ALLAH’IN KURAN’DA VERDİĞİ HAKLAR-2
“Kıyamet gününde, Biz bundan habersizdik demeyesiniz diye” ayetinde ki, bu emri, Allah, insan ruhunu tevhit inancına doğru programlamış olduğunu daha bu dünyada insana hatırlatarak ve insanoğlunun, tevhit inancından haberi olmadığını Kıyamet günü söyleme ihtimalini bilerek, Allah, insanı kendi öz benliğine şahit tutarak, kendisini Allah’ın varlığına ve birliğine tanıklık ettirerek, böyle bir mazeretin geçersiz olacağını, Biz bundan habersizdik diyemeyeceklerini, Kitap, Peygamber ve akıl vererek, bedene Ruh vererek donatıp uyarıyı yapmıştır. 13/ Rad 20. “Onlar Allah’ın ahdini yerine getirenler ve verdikleri sözü bozmayanlardır.” 7/ Araf 162. Fakat onlardan zalim olanlar, sözü kendilerine söylenenden başkasıyla değiştirdiler. Biz de zulüm etmelerinden ötürü üzerlerine gökten bir azap gönderdik.” Allah’ın emrini başka bir emirle, O’nun sözünü başka bir sözle değiştirmek Allah’a ihanettir. Sözü değiştirmek Allah’ın hukukunu, hakkını değiştirmektir.

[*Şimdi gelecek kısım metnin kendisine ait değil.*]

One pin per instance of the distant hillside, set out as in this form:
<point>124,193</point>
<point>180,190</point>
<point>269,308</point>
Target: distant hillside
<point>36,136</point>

Allah’ın emrine göre tek Allah’a, şirksiz, aracısız inanılması gerekirken, Allah’ın bu hakkını değiştirip, yerine Emevi, Abbasi ve diğer milletlerin görüşünü koymak, Allah’ın emrini başka bir sözle değiştirmektir. Allah, Kuran da, geçmiş milletlerin yaptığı bu şirk düşüncesini bize haber vererek böyle bir hataya düşmemizi önlemek için ve bundan haberimiz yoktu diyemeyeceğiz. Allah’ın İlahi sözünü başka bir söz ve düşünceyle değiştirmek zulmün en büyüğüdür. Bu zulüm gökten bir bela, bir afet gelmesine neden olmaktadır. Mesela dengesiz yağışlar veya sıcaklık, soğukluk gibi, ağaçların soğuk alıp meyve verememesi gibi. Mevsimlerin değişmesinde insanların rolü çok büyüktür, yanlış, kimyasal, sanayi atıklarının atılması, çeşitli gazların doğaya salınması, ağaçları, hayvanların dengesiz kesilip yakılması, doğal dengeyi bozmak, insanın elinde olan ve bilinçsiz işlerden kaynaklanan kanun ve hukuk tanımamaktır.